Na cama com a rainha Vitória: olhando através do buraco da fechadura da alcova real!

Por: Renato Drummond Tapioca Neto

Às 6 da manhã do dia 20 de junho de 1817, Alexandrina Vitória de Kent foi despertada por sua mãe, a duquesa-viúva Victoire de Saxe-Coburgo, no quarto que ambas ocupavam no Palácio de Kensington. O arcebispo de Cantebury e o Lorde Conyngham lhe aguardavam no andar térreo. De mãos dadas com a duquesa, ela desceu as escadas em direção aos visitantes, que chegaram em hora tão inapropriada. Afinal, a jovem ainda estava envolta nos seus robes de dormir! Porém, eles traziam consigo péssimas e boas notícias: o rei Wiliam IV, tio de Vitória, dera seu último suspiro às 01h48 daquela madrugada.

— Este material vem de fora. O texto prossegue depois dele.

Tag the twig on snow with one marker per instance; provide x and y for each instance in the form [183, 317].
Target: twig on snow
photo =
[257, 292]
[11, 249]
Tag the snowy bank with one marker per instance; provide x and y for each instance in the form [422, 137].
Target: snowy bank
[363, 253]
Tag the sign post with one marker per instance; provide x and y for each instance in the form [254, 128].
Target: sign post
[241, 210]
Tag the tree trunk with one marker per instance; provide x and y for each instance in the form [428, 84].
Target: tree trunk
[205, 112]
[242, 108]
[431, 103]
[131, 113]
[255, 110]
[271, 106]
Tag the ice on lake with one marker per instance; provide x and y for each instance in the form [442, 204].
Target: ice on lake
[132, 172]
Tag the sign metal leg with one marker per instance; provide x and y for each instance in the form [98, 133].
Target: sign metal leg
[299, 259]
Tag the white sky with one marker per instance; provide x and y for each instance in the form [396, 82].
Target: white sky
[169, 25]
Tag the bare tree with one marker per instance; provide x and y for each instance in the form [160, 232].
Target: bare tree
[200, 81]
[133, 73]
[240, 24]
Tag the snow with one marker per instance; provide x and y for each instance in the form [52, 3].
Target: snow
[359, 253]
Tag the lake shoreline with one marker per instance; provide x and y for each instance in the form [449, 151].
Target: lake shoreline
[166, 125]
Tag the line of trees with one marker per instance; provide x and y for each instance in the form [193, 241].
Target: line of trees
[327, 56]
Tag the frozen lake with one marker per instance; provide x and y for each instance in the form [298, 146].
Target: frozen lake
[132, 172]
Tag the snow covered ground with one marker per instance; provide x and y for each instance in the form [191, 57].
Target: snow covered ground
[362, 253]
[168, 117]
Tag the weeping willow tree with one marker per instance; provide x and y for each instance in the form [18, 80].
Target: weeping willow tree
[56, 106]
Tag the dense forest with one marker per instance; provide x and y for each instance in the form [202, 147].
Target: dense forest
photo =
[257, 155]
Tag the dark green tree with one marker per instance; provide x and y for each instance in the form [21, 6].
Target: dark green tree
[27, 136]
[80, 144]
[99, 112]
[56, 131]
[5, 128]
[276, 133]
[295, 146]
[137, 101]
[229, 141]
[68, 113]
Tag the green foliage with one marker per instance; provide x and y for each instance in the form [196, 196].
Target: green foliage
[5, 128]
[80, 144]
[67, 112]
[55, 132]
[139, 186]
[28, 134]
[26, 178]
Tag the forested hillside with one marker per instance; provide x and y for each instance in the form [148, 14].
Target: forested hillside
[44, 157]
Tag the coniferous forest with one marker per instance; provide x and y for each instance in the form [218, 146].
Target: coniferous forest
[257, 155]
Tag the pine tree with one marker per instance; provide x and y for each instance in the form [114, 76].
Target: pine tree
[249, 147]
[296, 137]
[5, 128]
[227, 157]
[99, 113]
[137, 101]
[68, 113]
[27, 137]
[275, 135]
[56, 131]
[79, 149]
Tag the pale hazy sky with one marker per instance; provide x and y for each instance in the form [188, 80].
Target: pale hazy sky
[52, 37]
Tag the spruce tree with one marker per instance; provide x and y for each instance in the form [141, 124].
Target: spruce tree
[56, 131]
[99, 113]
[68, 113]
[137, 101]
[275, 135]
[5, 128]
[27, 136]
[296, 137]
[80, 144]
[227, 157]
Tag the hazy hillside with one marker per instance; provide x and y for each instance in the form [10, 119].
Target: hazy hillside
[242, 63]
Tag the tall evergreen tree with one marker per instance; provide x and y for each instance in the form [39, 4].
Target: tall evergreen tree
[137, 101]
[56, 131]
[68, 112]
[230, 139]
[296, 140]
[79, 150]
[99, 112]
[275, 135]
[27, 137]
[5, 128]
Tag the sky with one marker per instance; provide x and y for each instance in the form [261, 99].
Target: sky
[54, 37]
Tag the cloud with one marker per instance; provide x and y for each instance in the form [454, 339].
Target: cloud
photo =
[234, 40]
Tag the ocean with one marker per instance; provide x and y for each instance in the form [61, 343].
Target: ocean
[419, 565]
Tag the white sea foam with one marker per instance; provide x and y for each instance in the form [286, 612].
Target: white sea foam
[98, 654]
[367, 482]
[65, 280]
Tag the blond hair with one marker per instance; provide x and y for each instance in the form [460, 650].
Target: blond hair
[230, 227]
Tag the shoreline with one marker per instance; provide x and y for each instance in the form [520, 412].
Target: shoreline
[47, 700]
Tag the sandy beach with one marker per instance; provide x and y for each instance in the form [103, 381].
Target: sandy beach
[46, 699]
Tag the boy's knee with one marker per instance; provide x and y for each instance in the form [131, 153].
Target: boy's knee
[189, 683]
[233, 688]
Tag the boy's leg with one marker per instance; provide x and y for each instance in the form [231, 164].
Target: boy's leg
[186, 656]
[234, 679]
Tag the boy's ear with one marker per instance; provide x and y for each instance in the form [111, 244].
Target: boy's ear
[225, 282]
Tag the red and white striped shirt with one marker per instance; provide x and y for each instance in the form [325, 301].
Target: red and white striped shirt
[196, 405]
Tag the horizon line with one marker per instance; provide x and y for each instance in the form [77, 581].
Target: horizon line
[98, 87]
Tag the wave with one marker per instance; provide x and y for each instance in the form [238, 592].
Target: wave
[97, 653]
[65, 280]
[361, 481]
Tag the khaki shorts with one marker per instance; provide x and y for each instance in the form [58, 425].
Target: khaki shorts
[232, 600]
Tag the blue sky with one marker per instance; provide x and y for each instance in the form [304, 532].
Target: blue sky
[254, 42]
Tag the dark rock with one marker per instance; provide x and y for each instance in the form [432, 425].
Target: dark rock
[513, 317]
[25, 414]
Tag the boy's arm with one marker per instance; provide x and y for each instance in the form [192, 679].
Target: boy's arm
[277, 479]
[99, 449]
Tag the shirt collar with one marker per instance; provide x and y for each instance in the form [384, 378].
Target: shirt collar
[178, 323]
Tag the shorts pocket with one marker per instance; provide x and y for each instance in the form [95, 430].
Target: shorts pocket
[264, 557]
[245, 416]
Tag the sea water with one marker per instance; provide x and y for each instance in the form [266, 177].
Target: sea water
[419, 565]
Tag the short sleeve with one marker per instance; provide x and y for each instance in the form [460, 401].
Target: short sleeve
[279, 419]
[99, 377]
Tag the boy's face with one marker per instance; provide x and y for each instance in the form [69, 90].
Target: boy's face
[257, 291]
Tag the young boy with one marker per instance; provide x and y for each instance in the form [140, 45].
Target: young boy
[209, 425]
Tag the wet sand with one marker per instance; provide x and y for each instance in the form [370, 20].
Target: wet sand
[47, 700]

Isso fazia da jovem soberana reinante! Dormira princesa no dia 19 e acordara rainha na manhã seguinte. Num gesto de independência recém-adquirida com a elevação de status, a nova monarca pediu à baronesa Lehzen, sua governanta, para que sua cama fosse retirada dos aposentos da mãe e levada para outra ala do Palácio, que ela pretendia ocupar sozinha. A partir de então, Vitória, que pouca ou nenhuma privacidade tivera na infância, exigia ter uma espaço só para si. Mas, principalmente, uma cama em que ela pudesse dormir e acordar sozinha, até o dia em que se casaria!

Cama de viagens da princesa Alexandrina Vitória de Kent, em exposição no Castelo de Windsor (Fotografia de Sue Hillman).

A cama, de design simples, possui duas gavetas laterais, onde era possível guardar colchões dobráveis e mantas (Fotografia de Henry Aldridge and Son).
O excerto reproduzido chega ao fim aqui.